Despite all logic suggesting otherwise, Enzo continues to fly skywards. He doesn’t care what you think is impossible.

Chelsea’s ‘credit card’ spending explained

By Sam Cunningham, i‘s chief football correspondent – you can read his full analysis here

Purists would like to think of Financial Fair Play as a set of rigid rules creating a system that is unbreakable. In reality, it is more akin to a Swiss cheese, where smart accounts are able to flex their creative muscles to find clever loopholes to keep spending. The bigger the hole, the better.

“When the original FFP rules came out I came up with 10 schemes to get around it easily,” Maguire, a senior teacher in accountancy at the University of Liverpool, adds. “If I can do it and I’m just a teacher, imagine what the guys at Deloitte and PwC can do.”

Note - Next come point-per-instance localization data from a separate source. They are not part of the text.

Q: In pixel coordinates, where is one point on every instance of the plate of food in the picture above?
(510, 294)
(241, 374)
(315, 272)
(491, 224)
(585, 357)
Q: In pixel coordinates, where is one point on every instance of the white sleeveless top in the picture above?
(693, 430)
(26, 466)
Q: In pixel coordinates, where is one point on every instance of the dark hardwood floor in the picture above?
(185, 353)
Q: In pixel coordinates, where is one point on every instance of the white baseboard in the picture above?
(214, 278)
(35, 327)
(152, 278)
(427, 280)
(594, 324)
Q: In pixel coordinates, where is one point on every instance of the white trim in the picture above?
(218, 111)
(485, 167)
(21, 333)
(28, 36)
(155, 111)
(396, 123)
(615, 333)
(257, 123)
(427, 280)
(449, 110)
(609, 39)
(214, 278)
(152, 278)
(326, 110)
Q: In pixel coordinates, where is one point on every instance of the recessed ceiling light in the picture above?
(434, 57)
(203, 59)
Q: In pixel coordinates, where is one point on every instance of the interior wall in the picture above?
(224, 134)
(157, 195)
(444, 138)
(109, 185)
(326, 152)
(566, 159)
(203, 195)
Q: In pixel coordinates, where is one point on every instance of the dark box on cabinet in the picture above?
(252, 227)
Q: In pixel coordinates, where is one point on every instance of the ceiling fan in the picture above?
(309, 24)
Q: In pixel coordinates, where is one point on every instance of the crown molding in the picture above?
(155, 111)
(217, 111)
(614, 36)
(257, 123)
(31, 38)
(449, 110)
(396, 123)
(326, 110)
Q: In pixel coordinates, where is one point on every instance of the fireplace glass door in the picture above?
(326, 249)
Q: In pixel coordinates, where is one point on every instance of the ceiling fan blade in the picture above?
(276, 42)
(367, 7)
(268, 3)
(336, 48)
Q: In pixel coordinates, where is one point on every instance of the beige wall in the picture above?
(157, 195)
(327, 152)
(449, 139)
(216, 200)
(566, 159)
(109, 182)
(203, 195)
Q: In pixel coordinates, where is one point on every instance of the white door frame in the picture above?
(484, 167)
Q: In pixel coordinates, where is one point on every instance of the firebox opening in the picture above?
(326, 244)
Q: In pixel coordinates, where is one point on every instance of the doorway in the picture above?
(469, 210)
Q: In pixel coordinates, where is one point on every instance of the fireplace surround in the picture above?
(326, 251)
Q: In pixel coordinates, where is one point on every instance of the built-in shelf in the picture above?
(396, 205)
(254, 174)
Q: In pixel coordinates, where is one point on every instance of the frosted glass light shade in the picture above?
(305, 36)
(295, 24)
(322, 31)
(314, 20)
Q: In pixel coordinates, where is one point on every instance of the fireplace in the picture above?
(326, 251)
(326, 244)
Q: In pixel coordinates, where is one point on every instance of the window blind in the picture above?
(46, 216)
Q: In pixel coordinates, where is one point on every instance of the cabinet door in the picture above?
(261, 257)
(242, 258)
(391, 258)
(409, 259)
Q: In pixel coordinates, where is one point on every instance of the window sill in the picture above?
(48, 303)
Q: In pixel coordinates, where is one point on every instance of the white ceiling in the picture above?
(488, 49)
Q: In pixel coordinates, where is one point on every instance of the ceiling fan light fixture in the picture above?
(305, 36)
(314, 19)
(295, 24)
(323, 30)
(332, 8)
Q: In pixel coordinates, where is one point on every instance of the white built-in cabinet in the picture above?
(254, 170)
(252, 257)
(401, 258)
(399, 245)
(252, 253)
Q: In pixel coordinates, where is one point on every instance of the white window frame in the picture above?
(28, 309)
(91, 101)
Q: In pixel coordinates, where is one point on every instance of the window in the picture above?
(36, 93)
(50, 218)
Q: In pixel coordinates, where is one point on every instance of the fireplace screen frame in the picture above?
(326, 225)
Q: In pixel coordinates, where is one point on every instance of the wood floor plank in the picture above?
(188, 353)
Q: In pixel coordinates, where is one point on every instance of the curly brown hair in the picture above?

Todd Boehly has steamed into Chelsea and pushed FFP spending to such limits that Uefa has been forced to close a loophole the American billionaire and his team of calculator warriors have seized upon.

“Amortisation” is a term football fans, particularly in west London, have had to familiarise themselves with in recent months. It essentially means they sign Mykhaylo Mudryk for £88m, but securing him to an eight-and-a-half-year contract means only £10.35m shows up on their books each year when it is checked by FFP inspectors.

“Chelsea’s strategy is intriguing,” Maguire says. “It’s high risk, but potentially high reward, especially if Mudryk turns out to be fantastic. In normal circumstance, a player would sign a contract for two to three years. If they do well, Real Madrid might come in to buy them towards the end, or Chelsea give them another contract on far more generous terms.

“The downside is, if he’s another [Romelu] Lukaku, or Winston Bogarde, they’re stuck with him. It’s an interesting strategy. You’ve got to have the money to do it in the first place.”